Perfil: Mansueto Almeida - Economista

16/11/2018

 

 

Ao manter Mansueto Almeida no comando do Tesouro Nacional, o futuro superministro da Economia, Paulo Guedes, reforça o perfil liberal de sua equipe. Mansueto é um dos idealizadores da regra do teto de gastos — aprovada no governo Michel Temer e que prevê que as despesas do governo não aumentem acima da inflação —e um crítico da política de subsídios implementada nos governos petistas.

Especialista em finanças públicas, Mansueto saiu do Instituto de Pesquisa Econômica Aplicada (Ipea) em 2016 para integrar o chamado dream team formado pelo ex-ministro da Fazenda Henrique Meirelles quando Temer assumiu a presidência.

Mansueto foi um dos principais porta-vozes do governo em defesa do teto de gastos e da reforma da Previdência, inclusive em redes sociais.

O fato de estar no governo é uma vantagem, já que Guedes não tem experiência em gestão pública e precisará de alguém que já integre a máquina para conduzir a agenda econômica.
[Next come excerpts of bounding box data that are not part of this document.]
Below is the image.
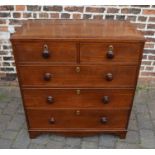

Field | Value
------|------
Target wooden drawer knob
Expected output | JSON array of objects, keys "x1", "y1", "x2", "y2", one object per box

[
  {"x1": 76, "y1": 89, "x2": 81, "y2": 95},
  {"x1": 75, "y1": 66, "x2": 80, "y2": 73},
  {"x1": 105, "y1": 73, "x2": 113, "y2": 81},
  {"x1": 42, "y1": 45, "x2": 50, "y2": 59},
  {"x1": 102, "y1": 96, "x2": 110, "y2": 104},
  {"x1": 100, "y1": 117, "x2": 108, "y2": 124},
  {"x1": 44, "y1": 73, "x2": 52, "y2": 81},
  {"x1": 75, "y1": 110, "x2": 81, "y2": 116},
  {"x1": 47, "y1": 96, "x2": 54, "y2": 103},
  {"x1": 49, "y1": 117, "x2": 55, "y2": 124},
  {"x1": 107, "y1": 45, "x2": 114, "y2": 59}
]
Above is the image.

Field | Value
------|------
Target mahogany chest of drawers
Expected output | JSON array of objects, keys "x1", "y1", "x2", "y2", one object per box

[{"x1": 11, "y1": 20, "x2": 145, "y2": 138}]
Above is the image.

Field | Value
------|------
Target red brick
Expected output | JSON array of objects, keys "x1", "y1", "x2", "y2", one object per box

[
  {"x1": 141, "y1": 72, "x2": 155, "y2": 76},
  {"x1": 0, "y1": 26, "x2": 8, "y2": 32},
  {"x1": 93, "y1": 15, "x2": 103, "y2": 20},
  {"x1": 116, "y1": 15, "x2": 125, "y2": 20},
  {"x1": 0, "y1": 5, "x2": 14, "y2": 11},
  {"x1": 134, "y1": 23, "x2": 145, "y2": 29},
  {"x1": 145, "y1": 66, "x2": 153, "y2": 71},
  {"x1": 83, "y1": 14, "x2": 92, "y2": 19},
  {"x1": 146, "y1": 37, "x2": 155, "y2": 42},
  {"x1": 0, "y1": 19, "x2": 6, "y2": 24},
  {"x1": 144, "y1": 43, "x2": 154, "y2": 48},
  {"x1": 39, "y1": 12, "x2": 48, "y2": 18},
  {"x1": 105, "y1": 15, "x2": 114, "y2": 20},
  {"x1": 43, "y1": 5, "x2": 62, "y2": 12},
  {"x1": 121, "y1": 8, "x2": 141, "y2": 14},
  {"x1": 142, "y1": 30, "x2": 155, "y2": 36},
  {"x1": 140, "y1": 66, "x2": 144, "y2": 71},
  {"x1": 13, "y1": 12, "x2": 21, "y2": 18},
  {"x1": 138, "y1": 16, "x2": 147, "y2": 22},
  {"x1": 107, "y1": 8, "x2": 119, "y2": 13},
  {"x1": 73, "y1": 14, "x2": 81, "y2": 19},
  {"x1": 126, "y1": 16, "x2": 136, "y2": 21},
  {"x1": 142, "y1": 60, "x2": 151, "y2": 65},
  {"x1": 61, "y1": 13, "x2": 70, "y2": 18},
  {"x1": 64, "y1": 6, "x2": 84, "y2": 12},
  {"x1": 9, "y1": 19, "x2": 23, "y2": 25},
  {"x1": 27, "y1": 5, "x2": 41, "y2": 11},
  {"x1": 148, "y1": 55, "x2": 155, "y2": 60},
  {"x1": 149, "y1": 17, "x2": 155, "y2": 22},
  {"x1": 50, "y1": 13, "x2": 59, "y2": 18},
  {"x1": 143, "y1": 9, "x2": 155, "y2": 15},
  {"x1": 16, "y1": 5, "x2": 25, "y2": 11},
  {"x1": 143, "y1": 55, "x2": 147, "y2": 60},
  {"x1": 86, "y1": 7, "x2": 105, "y2": 13},
  {"x1": 23, "y1": 12, "x2": 32, "y2": 18},
  {"x1": 147, "y1": 24, "x2": 155, "y2": 29},
  {"x1": 0, "y1": 12, "x2": 11, "y2": 18},
  {"x1": 143, "y1": 49, "x2": 155, "y2": 54}
]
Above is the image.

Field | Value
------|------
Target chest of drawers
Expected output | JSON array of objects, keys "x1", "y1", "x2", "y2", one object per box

[{"x1": 11, "y1": 20, "x2": 145, "y2": 138}]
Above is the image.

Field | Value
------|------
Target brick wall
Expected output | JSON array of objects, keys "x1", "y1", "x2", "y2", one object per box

[{"x1": 0, "y1": 5, "x2": 155, "y2": 80}]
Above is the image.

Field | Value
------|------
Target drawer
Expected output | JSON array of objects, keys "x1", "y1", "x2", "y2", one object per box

[
  {"x1": 23, "y1": 89, "x2": 134, "y2": 109},
  {"x1": 80, "y1": 43, "x2": 141, "y2": 63},
  {"x1": 14, "y1": 41, "x2": 77, "y2": 63},
  {"x1": 27, "y1": 109, "x2": 129, "y2": 130},
  {"x1": 19, "y1": 65, "x2": 137, "y2": 88}
]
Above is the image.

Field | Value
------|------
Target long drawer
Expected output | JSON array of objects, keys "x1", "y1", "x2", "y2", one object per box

[
  {"x1": 14, "y1": 41, "x2": 77, "y2": 63},
  {"x1": 19, "y1": 65, "x2": 137, "y2": 88},
  {"x1": 80, "y1": 43, "x2": 141, "y2": 64},
  {"x1": 27, "y1": 109, "x2": 129, "y2": 130},
  {"x1": 23, "y1": 88, "x2": 134, "y2": 109}
]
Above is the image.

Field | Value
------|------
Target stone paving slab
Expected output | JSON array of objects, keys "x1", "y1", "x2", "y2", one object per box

[{"x1": 0, "y1": 83, "x2": 155, "y2": 149}]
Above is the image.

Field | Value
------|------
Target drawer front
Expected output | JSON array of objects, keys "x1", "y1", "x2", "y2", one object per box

[
  {"x1": 23, "y1": 89, "x2": 134, "y2": 109},
  {"x1": 27, "y1": 109, "x2": 129, "y2": 130},
  {"x1": 14, "y1": 42, "x2": 77, "y2": 63},
  {"x1": 19, "y1": 65, "x2": 137, "y2": 87},
  {"x1": 80, "y1": 43, "x2": 141, "y2": 63}
]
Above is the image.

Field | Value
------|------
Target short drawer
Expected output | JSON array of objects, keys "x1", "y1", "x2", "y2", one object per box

[
  {"x1": 80, "y1": 43, "x2": 141, "y2": 63},
  {"x1": 14, "y1": 41, "x2": 77, "y2": 63},
  {"x1": 19, "y1": 65, "x2": 137, "y2": 88},
  {"x1": 27, "y1": 109, "x2": 129, "y2": 130},
  {"x1": 23, "y1": 88, "x2": 134, "y2": 109}
]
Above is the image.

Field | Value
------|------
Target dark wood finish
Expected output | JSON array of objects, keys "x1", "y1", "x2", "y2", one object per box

[
  {"x1": 27, "y1": 109, "x2": 128, "y2": 130},
  {"x1": 23, "y1": 89, "x2": 134, "y2": 109},
  {"x1": 11, "y1": 19, "x2": 144, "y2": 42},
  {"x1": 14, "y1": 41, "x2": 77, "y2": 64},
  {"x1": 19, "y1": 65, "x2": 137, "y2": 87},
  {"x1": 11, "y1": 20, "x2": 145, "y2": 138},
  {"x1": 80, "y1": 43, "x2": 141, "y2": 64}
]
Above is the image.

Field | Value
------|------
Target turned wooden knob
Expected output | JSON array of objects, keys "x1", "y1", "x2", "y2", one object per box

[
  {"x1": 102, "y1": 96, "x2": 110, "y2": 104},
  {"x1": 75, "y1": 66, "x2": 80, "y2": 73},
  {"x1": 47, "y1": 96, "x2": 54, "y2": 103},
  {"x1": 100, "y1": 117, "x2": 108, "y2": 124},
  {"x1": 49, "y1": 117, "x2": 55, "y2": 124},
  {"x1": 75, "y1": 110, "x2": 81, "y2": 116},
  {"x1": 105, "y1": 73, "x2": 113, "y2": 81},
  {"x1": 107, "y1": 45, "x2": 114, "y2": 59},
  {"x1": 107, "y1": 51, "x2": 114, "y2": 59},
  {"x1": 42, "y1": 45, "x2": 50, "y2": 59},
  {"x1": 44, "y1": 73, "x2": 52, "y2": 81}
]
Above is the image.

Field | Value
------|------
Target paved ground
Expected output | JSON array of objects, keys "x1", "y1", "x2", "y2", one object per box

[{"x1": 0, "y1": 80, "x2": 155, "y2": 149}]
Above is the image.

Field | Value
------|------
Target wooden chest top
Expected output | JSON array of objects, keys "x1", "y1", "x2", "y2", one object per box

[{"x1": 11, "y1": 19, "x2": 144, "y2": 42}]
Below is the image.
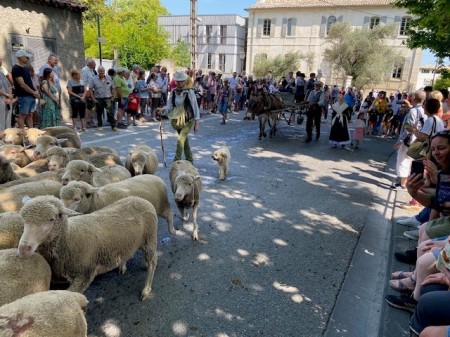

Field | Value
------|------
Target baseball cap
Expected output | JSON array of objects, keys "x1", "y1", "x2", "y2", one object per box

[{"x1": 16, "y1": 49, "x2": 33, "y2": 58}]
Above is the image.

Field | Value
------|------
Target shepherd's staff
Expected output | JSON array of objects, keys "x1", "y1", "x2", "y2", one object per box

[{"x1": 159, "y1": 117, "x2": 167, "y2": 167}]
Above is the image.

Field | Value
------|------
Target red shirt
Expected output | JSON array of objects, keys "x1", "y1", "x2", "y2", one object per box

[{"x1": 128, "y1": 93, "x2": 141, "y2": 110}]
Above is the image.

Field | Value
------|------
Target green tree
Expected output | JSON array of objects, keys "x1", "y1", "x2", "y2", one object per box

[
  {"x1": 253, "y1": 52, "x2": 314, "y2": 79},
  {"x1": 395, "y1": 0, "x2": 450, "y2": 59},
  {"x1": 324, "y1": 22, "x2": 404, "y2": 89},
  {"x1": 171, "y1": 38, "x2": 191, "y2": 68},
  {"x1": 82, "y1": 0, "x2": 170, "y2": 69}
]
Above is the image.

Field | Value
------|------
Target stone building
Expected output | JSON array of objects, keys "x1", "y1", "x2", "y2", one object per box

[
  {"x1": 246, "y1": 0, "x2": 422, "y2": 91},
  {"x1": 158, "y1": 15, "x2": 247, "y2": 74},
  {"x1": 0, "y1": 0, "x2": 85, "y2": 120}
]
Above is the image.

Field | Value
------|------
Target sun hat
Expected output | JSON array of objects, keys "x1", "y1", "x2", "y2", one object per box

[
  {"x1": 173, "y1": 70, "x2": 188, "y2": 82},
  {"x1": 16, "y1": 49, "x2": 32, "y2": 58}
]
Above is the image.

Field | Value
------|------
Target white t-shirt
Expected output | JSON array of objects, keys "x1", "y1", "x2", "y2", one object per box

[{"x1": 420, "y1": 115, "x2": 445, "y2": 135}]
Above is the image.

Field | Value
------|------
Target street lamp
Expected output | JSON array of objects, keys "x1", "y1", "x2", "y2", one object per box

[{"x1": 239, "y1": 51, "x2": 245, "y2": 73}]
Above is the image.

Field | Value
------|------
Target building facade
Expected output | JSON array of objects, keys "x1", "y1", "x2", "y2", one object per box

[
  {"x1": 246, "y1": 0, "x2": 422, "y2": 91},
  {"x1": 158, "y1": 15, "x2": 247, "y2": 74},
  {"x1": 0, "y1": 0, "x2": 85, "y2": 120}
]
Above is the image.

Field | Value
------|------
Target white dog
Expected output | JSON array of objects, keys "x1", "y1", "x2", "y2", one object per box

[{"x1": 211, "y1": 145, "x2": 231, "y2": 180}]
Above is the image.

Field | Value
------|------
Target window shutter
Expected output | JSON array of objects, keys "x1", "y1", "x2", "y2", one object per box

[
  {"x1": 363, "y1": 16, "x2": 370, "y2": 29},
  {"x1": 256, "y1": 19, "x2": 263, "y2": 37},
  {"x1": 319, "y1": 15, "x2": 327, "y2": 37},
  {"x1": 270, "y1": 18, "x2": 277, "y2": 37},
  {"x1": 392, "y1": 16, "x2": 402, "y2": 38},
  {"x1": 292, "y1": 18, "x2": 297, "y2": 36},
  {"x1": 281, "y1": 18, "x2": 287, "y2": 37}
]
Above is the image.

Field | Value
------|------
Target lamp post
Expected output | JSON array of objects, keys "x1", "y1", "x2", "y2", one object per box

[{"x1": 239, "y1": 51, "x2": 245, "y2": 73}]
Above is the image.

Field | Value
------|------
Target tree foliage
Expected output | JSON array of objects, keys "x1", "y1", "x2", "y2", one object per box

[
  {"x1": 81, "y1": 0, "x2": 170, "y2": 69},
  {"x1": 253, "y1": 52, "x2": 314, "y2": 79},
  {"x1": 324, "y1": 22, "x2": 403, "y2": 89},
  {"x1": 395, "y1": 0, "x2": 450, "y2": 59}
]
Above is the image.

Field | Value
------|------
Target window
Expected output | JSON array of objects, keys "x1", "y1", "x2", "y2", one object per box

[
  {"x1": 208, "y1": 54, "x2": 213, "y2": 69},
  {"x1": 286, "y1": 18, "x2": 294, "y2": 36},
  {"x1": 220, "y1": 26, "x2": 227, "y2": 44},
  {"x1": 206, "y1": 26, "x2": 212, "y2": 44},
  {"x1": 219, "y1": 54, "x2": 225, "y2": 71},
  {"x1": 327, "y1": 15, "x2": 336, "y2": 34},
  {"x1": 392, "y1": 67, "x2": 403, "y2": 78},
  {"x1": 400, "y1": 16, "x2": 411, "y2": 35},
  {"x1": 369, "y1": 16, "x2": 380, "y2": 29},
  {"x1": 263, "y1": 19, "x2": 272, "y2": 36}
]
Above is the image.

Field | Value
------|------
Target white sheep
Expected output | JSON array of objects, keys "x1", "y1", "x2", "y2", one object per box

[
  {"x1": 125, "y1": 144, "x2": 158, "y2": 176},
  {"x1": 0, "y1": 180, "x2": 62, "y2": 213},
  {"x1": 0, "y1": 290, "x2": 89, "y2": 337},
  {"x1": 19, "y1": 196, "x2": 158, "y2": 301},
  {"x1": 0, "y1": 156, "x2": 19, "y2": 187},
  {"x1": 212, "y1": 145, "x2": 231, "y2": 180},
  {"x1": 0, "y1": 145, "x2": 33, "y2": 167},
  {"x1": 62, "y1": 160, "x2": 131, "y2": 187},
  {"x1": 0, "y1": 212, "x2": 24, "y2": 250},
  {"x1": 0, "y1": 248, "x2": 52, "y2": 306},
  {"x1": 59, "y1": 174, "x2": 175, "y2": 234},
  {"x1": 169, "y1": 160, "x2": 202, "y2": 240}
]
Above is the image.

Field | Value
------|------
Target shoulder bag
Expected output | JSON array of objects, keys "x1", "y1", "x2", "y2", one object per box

[{"x1": 406, "y1": 117, "x2": 436, "y2": 159}]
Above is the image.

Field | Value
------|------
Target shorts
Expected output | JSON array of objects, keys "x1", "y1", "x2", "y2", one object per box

[
  {"x1": 425, "y1": 216, "x2": 450, "y2": 239},
  {"x1": 19, "y1": 96, "x2": 36, "y2": 115},
  {"x1": 127, "y1": 109, "x2": 138, "y2": 116},
  {"x1": 114, "y1": 97, "x2": 128, "y2": 110}
]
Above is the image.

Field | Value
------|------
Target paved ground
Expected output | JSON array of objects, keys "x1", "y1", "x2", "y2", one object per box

[{"x1": 59, "y1": 109, "x2": 410, "y2": 337}]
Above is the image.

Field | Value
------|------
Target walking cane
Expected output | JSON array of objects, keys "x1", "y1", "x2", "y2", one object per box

[{"x1": 159, "y1": 118, "x2": 167, "y2": 167}]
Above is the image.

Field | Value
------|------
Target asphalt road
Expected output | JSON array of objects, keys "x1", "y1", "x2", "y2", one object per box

[{"x1": 77, "y1": 112, "x2": 393, "y2": 337}]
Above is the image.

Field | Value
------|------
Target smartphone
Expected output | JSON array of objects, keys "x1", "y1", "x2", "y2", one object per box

[
  {"x1": 436, "y1": 171, "x2": 450, "y2": 214},
  {"x1": 411, "y1": 160, "x2": 425, "y2": 176}
]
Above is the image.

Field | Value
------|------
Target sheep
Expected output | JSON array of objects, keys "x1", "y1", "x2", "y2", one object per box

[
  {"x1": 0, "y1": 145, "x2": 33, "y2": 167},
  {"x1": 0, "y1": 248, "x2": 52, "y2": 304},
  {"x1": 169, "y1": 160, "x2": 202, "y2": 240},
  {"x1": 0, "y1": 169, "x2": 64, "y2": 191},
  {"x1": 0, "y1": 128, "x2": 24, "y2": 145},
  {"x1": 212, "y1": 145, "x2": 231, "y2": 180},
  {"x1": 0, "y1": 290, "x2": 89, "y2": 337},
  {"x1": 59, "y1": 174, "x2": 175, "y2": 234},
  {"x1": 125, "y1": 144, "x2": 158, "y2": 176},
  {"x1": 11, "y1": 159, "x2": 48, "y2": 178},
  {"x1": 0, "y1": 212, "x2": 24, "y2": 249},
  {"x1": 19, "y1": 196, "x2": 158, "y2": 301},
  {"x1": 0, "y1": 180, "x2": 62, "y2": 213},
  {"x1": 24, "y1": 126, "x2": 78, "y2": 146},
  {"x1": 0, "y1": 156, "x2": 19, "y2": 184},
  {"x1": 62, "y1": 160, "x2": 131, "y2": 187}
]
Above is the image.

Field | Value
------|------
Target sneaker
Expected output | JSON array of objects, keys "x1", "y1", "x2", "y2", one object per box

[
  {"x1": 394, "y1": 248, "x2": 417, "y2": 266},
  {"x1": 384, "y1": 295, "x2": 417, "y2": 313},
  {"x1": 397, "y1": 216, "x2": 421, "y2": 226},
  {"x1": 403, "y1": 229, "x2": 419, "y2": 241}
]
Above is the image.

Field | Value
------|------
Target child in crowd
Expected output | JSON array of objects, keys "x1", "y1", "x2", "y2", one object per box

[
  {"x1": 353, "y1": 112, "x2": 366, "y2": 149},
  {"x1": 127, "y1": 89, "x2": 141, "y2": 126}
]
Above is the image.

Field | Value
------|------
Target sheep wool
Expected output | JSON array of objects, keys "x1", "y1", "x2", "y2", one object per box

[
  {"x1": 0, "y1": 248, "x2": 52, "y2": 306},
  {"x1": 0, "y1": 290, "x2": 88, "y2": 337}
]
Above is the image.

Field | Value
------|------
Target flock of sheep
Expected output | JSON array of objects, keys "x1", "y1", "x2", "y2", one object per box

[{"x1": 0, "y1": 126, "x2": 230, "y2": 337}]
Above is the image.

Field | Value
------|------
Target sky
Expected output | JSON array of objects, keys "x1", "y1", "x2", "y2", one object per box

[{"x1": 160, "y1": 0, "x2": 442, "y2": 65}]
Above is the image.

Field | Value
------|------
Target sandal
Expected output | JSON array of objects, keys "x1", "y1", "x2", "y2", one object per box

[
  {"x1": 391, "y1": 271, "x2": 414, "y2": 280},
  {"x1": 389, "y1": 277, "x2": 416, "y2": 292}
]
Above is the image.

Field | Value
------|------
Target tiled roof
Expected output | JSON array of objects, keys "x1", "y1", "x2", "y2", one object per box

[
  {"x1": 23, "y1": 0, "x2": 87, "y2": 12},
  {"x1": 248, "y1": 0, "x2": 394, "y2": 10}
]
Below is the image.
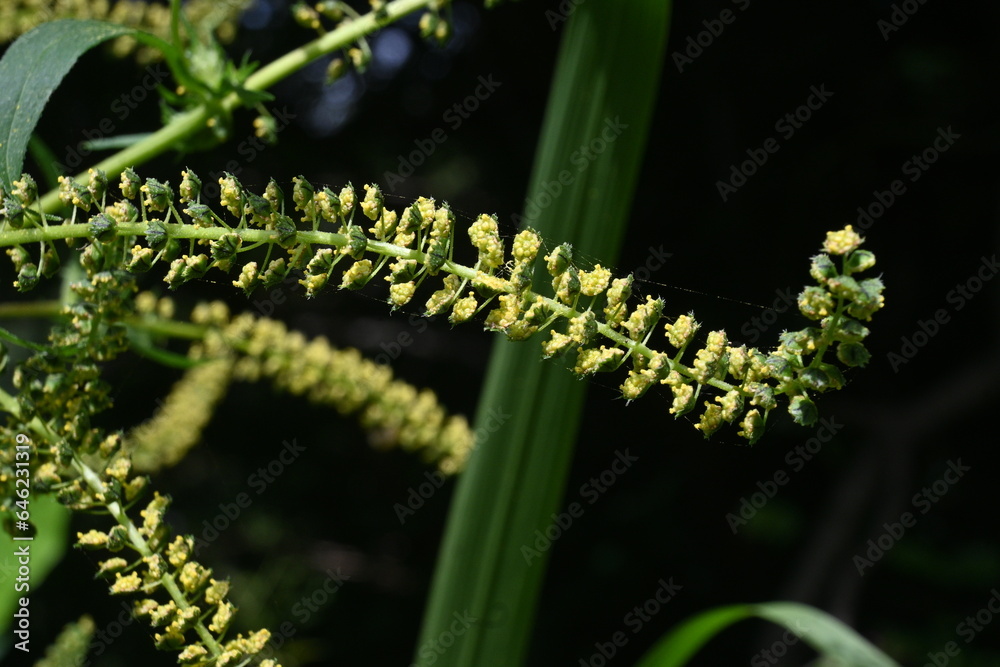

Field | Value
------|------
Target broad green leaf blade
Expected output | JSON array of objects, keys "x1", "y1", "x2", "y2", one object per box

[
  {"x1": 635, "y1": 604, "x2": 753, "y2": 667},
  {"x1": 0, "y1": 493, "x2": 72, "y2": 640},
  {"x1": 636, "y1": 602, "x2": 899, "y2": 667},
  {"x1": 0, "y1": 19, "x2": 135, "y2": 187},
  {"x1": 414, "y1": 0, "x2": 670, "y2": 667}
]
O desafio do Tesouro a partir de 2019 é reequilibrar as contas públicas. Uma das promessas de campanha de Bolsonaro é zerar o rombo fiscal no primeiro ano do mandato. Interlocutores de Mansueto contam que o secretário ficou preocupado com a promessa, que tem poucas chances de ser cumprida considerando que o déficit fiscal primário de 2018 deve ficar pouco abaixo da meta, que é de R$ 159 bilhões. Mas, depois de conversar com Guedes nas últimas semanas, Mansueto falou a interlocutores que o achou realista e “pé no chão”.